Below are the Rankings: (All definitions and meaures can be found at 2003 Development Report Card for the States
The Development Report Card’s three-index framework stems from research about the dynamics of development and economic growth in today’s economy. The framework and measures were reviewed by technical advisors including economic experts and representatives from business, labor, government, and community development organizations. CFED also draws upon its own hands-on experience in technical assistance and strategic policy design.
The DRC weighs all measures equally in the calculation of each individual subindex. Similarly, subindexes are weighted equally in the compilation of each of the three indexes. However, it is important to note that because each subindex is composed of a different number of measures, individual measures do not affect major indexes equally.
How Grades Are Calculated
Raw data are collected for 68 measures.
Each state is individually ranked in every measure based upon the raw data obtained. The best score is “1”; the worst score is “50.”
To calculate subindex scores, the relevant measure rankings for each state are added together. Subindex scores are ranked from “1” to “50”—best to worst.

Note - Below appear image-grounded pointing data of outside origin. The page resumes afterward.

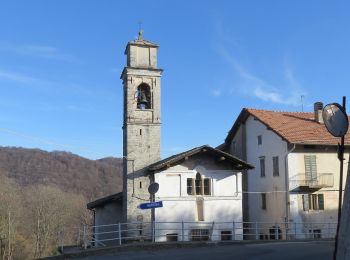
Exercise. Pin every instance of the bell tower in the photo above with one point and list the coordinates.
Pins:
(141, 127)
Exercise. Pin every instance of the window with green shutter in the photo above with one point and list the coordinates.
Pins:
(310, 167)
(275, 163)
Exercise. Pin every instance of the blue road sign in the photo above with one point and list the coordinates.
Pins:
(151, 205)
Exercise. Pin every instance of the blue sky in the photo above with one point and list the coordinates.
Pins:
(60, 63)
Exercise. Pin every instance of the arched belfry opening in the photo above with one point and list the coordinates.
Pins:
(144, 97)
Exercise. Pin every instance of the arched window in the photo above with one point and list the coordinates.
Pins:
(144, 97)
(198, 185)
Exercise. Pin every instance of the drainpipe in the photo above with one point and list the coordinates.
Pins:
(286, 182)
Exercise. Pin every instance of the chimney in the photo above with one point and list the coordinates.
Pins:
(318, 106)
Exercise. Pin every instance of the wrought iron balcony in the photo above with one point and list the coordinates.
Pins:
(300, 182)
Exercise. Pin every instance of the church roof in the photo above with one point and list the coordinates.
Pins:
(102, 201)
(237, 163)
(293, 127)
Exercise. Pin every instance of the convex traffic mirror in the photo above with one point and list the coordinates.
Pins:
(335, 119)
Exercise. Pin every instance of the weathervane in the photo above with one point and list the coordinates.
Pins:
(140, 35)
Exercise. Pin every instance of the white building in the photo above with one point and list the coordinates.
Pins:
(202, 190)
(295, 181)
(201, 186)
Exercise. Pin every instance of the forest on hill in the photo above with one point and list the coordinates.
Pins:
(42, 193)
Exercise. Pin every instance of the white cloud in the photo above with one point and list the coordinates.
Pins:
(39, 51)
(250, 84)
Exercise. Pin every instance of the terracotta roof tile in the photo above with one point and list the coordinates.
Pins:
(296, 127)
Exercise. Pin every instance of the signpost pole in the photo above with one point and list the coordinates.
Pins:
(341, 159)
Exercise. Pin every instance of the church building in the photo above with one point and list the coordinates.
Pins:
(194, 189)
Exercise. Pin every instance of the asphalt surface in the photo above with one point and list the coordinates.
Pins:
(318, 250)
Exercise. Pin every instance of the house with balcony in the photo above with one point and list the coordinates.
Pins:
(293, 190)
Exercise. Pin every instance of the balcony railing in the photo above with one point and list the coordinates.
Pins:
(300, 182)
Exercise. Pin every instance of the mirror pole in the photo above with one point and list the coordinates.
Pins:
(341, 159)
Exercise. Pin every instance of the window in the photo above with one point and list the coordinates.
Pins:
(200, 234)
(275, 166)
(189, 186)
(199, 185)
(263, 201)
(200, 209)
(313, 202)
(262, 166)
(233, 147)
(206, 186)
(226, 235)
(315, 233)
(143, 96)
(172, 237)
(310, 167)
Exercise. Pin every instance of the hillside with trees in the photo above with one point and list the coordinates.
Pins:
(45, 193)
(66, 171)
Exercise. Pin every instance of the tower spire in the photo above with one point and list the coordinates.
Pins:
(140, 34)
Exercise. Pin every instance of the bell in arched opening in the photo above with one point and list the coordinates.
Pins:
(143, 97)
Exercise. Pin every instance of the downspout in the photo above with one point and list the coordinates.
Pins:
(286, 182)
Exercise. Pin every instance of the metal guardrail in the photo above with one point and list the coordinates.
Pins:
(123, 233)
(322, 180)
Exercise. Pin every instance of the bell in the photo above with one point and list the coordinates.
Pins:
(143, 99)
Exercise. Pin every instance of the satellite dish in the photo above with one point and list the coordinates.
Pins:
(335, 119)
(153, 188)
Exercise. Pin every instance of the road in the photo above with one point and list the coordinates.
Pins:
(318, 250)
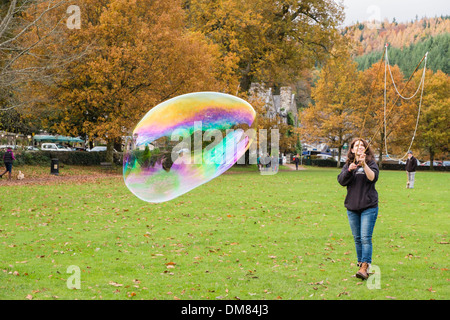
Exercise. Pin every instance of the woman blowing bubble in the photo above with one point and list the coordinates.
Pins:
(359, 175)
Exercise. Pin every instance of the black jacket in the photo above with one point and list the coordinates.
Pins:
(411, 164)
(361, 192)
(8, 157)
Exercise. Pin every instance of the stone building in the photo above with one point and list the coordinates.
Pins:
(280, 105)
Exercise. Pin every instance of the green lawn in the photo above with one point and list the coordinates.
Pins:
(240, 236)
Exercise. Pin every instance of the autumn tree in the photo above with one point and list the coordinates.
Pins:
(139, 55)
(433, 134)
(25, 28)
(334, 116)
(267, 41)
(388, 122)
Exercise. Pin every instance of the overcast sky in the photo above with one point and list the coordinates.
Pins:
(402, 10)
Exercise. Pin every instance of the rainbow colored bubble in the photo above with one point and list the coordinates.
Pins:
(185, 142)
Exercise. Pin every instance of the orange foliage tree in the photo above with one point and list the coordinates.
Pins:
(137, 55)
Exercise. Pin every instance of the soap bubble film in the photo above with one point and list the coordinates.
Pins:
(185, 142)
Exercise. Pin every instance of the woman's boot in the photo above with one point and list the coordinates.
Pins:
(362, 273)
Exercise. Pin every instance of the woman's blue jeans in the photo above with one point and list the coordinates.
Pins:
(362, 224)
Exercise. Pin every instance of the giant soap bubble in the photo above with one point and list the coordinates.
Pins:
(185, 142)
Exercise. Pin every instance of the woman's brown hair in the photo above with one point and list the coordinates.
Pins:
(351, 156)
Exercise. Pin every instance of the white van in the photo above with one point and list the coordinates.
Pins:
(52, 147)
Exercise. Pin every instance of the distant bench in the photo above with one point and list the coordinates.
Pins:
(107, 166)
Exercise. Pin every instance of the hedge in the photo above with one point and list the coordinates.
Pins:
(64, 157)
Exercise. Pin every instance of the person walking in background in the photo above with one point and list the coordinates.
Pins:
(8, 159)
(411, 165)
(359, 175)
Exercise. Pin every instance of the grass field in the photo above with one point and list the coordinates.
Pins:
(240, 236)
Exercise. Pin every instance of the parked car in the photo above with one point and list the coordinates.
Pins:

To calculate index scores, the relevant subindex rankings for each state are added together. Index scores are ranked from “1” to “50”—best to worst.
States that rank from 1-10 earn As. States that rank from 11-20 earn Bs. States that rank from 21-35 earn Cs. States that rank from 36-45 earn Ds. And states that rank from 46-50 earn Fs.
When a tie occurs, each state receives the same rank and the next best performing state is ranked as if the tie had not occurred. For example, if two states have the best score, each receives a “1” ranking and the next state is ranked “3.”